What kind of man was John Macdonald? First, he was an organised man. When at home divided his day into three sets of eight hours. Eight were spent in bed, eight were spent in study and prayer, and eight were spent in other matters connected to the church and home. Providence does not mean disorganisation.
Second, he was a physically strong man. In his early days he travelled through regions without roads and had either to walk or ride, often through cold and stormy weather, crossing swollen rivers to preach to crowds who had gathered to hear him. Eventually such exertions caught up with him. But he refused to let tiredness or even illness prevent him preaching. On one occasion, he was seriously ill and was unable to perspire, which the doctors wanted him to do in order to get rid of the cause of his illness (I have no idea if that is good medical practice today). A local elder heard about the problem and arranged for a cure. He gathered people to the manse in order to hear an address from the minister, who knew nothing about his elder’s plans. After the people had gathered, he persuaded Macdonald to say a few words to them. The minister became increasingly animated as he went on, began to perspire, and by the time he was finished he was soaking with sweat. After preaching he fell asleep and woke up recovered from his illness. Providence has ways of helping us.

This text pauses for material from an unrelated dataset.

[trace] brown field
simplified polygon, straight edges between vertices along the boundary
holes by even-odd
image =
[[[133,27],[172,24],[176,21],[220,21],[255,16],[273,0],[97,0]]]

Third, he was a busy man. During the years when his ministry was in full flow and he was taking the gospel to many parts of the country, he would spend three months each year in this practice. He preached on average two sermons each day during that three months (about 180 sermons), which meant that he preached more sermons in that period than most ministers do in a year. The rest of the year he would be in his own pulpit or in one near home (he preached in Inverness and Dingwall monthly at special meetings). In the remaining nine months of each year he preached about 100 sermons in his own congregation and roundabout, which is about three a week. So it is calculated that he preached 10,000 sermons after he began his ministry in Ferintosh. An average Free Church minister who preaches for forty years will preach about 5,000 sermons. So we can see that Macdonald was very busy. Yet although he preached on those numerous occasions, he never preached an unstudied sermon. He never took providence for granted. Providence never justifies laziness.
Fourth, he was a man with an interest in the progress of the gospel. ‘His ministry was richly blessed of God. Perhaps no minister of modern times was more owned as the means of converting souls. While in Edinburgh, he took a deep and active interest in the great revival at Muthil, under the ministry of the Rev. Mr Russell. Soon after his removal to Ferintosh, a deeply interesting movement took place among his own people. After that the Word was much blessed on both sides of Loch Tay, and in Glenlyon; and he frequently visited the district and preached with great power and success. The fruits of the revival of religion there are visible to this day. There were great spiritual movements in Ross-shire, the revivals in Kilsyth and Dundee took place, and in all these Dr Macdonald took his share of the work with warm interest. Wherever he heard of the Lord’s cause prospering, he made a point of being present to help it forward.’ We interpret providence by how it helps the gospel progress.
Fifth, he knew great gospel blessing. Says the biographer of his son about the father: ‘The revival in religion which had been commenced or promoted by the efforts of Whitefield, Dr Erskine, and others, was carried forward by his zeal and energy, after his translation from Edinburgh to the parish of Urquhart, in Ross-shire. Indeed, to perhaps none of her living sons does Scotland owe more than to him who has been appropriately styled the Apostle of the North. Not merely has soul after soul been born of the Spirit through his instrumentality, but revival after revival – those harvests of ministerial labour – have been produced, or promoted, by a blessing from on high on his devoted labours; and the day when the secrets of all hearts shall be laid bare alone can tell how many shall rise up to call him blessed.’
Robert Buchanan, in his Ten Years’ Conflict, summed up Macdonald’s ministry: ‘it is enough to say that he was the Whitefield of the Highlands of Scotland. The proudest and most powerful chieftains of the Celtic race never possessed such a mastery over the clans, which the fiery cross or the wild pibroch summoned into the field in the fierce days of feudal strife, as belonged, in these more peaceful modern times, to this humble minister of Christ. From Tarbatness to the outer Hebrides – from the Spey to the Pentland Firth – the fact needed but to be known that John Macdonald had come, and was about to preach the Word, in order that the country for twenty miles around should gather at his call. Ten thousand people have often been swayed as one man – stirred into enthusiasm, or melted into sadness, by this mighty and faithful preacher’s voice.’
What did this amazing man think of his labours? He once wrote, ‘I never enter the pulpit without fear and I never leave it without shame.’
John Macdonald died in 1849. He lived and moved in a world different from ours. He had no concept of motor cars, aeroplanes, telephones, or the internet. Yet he touched more people with the gospel than we do as a denomination with our temporal benefits.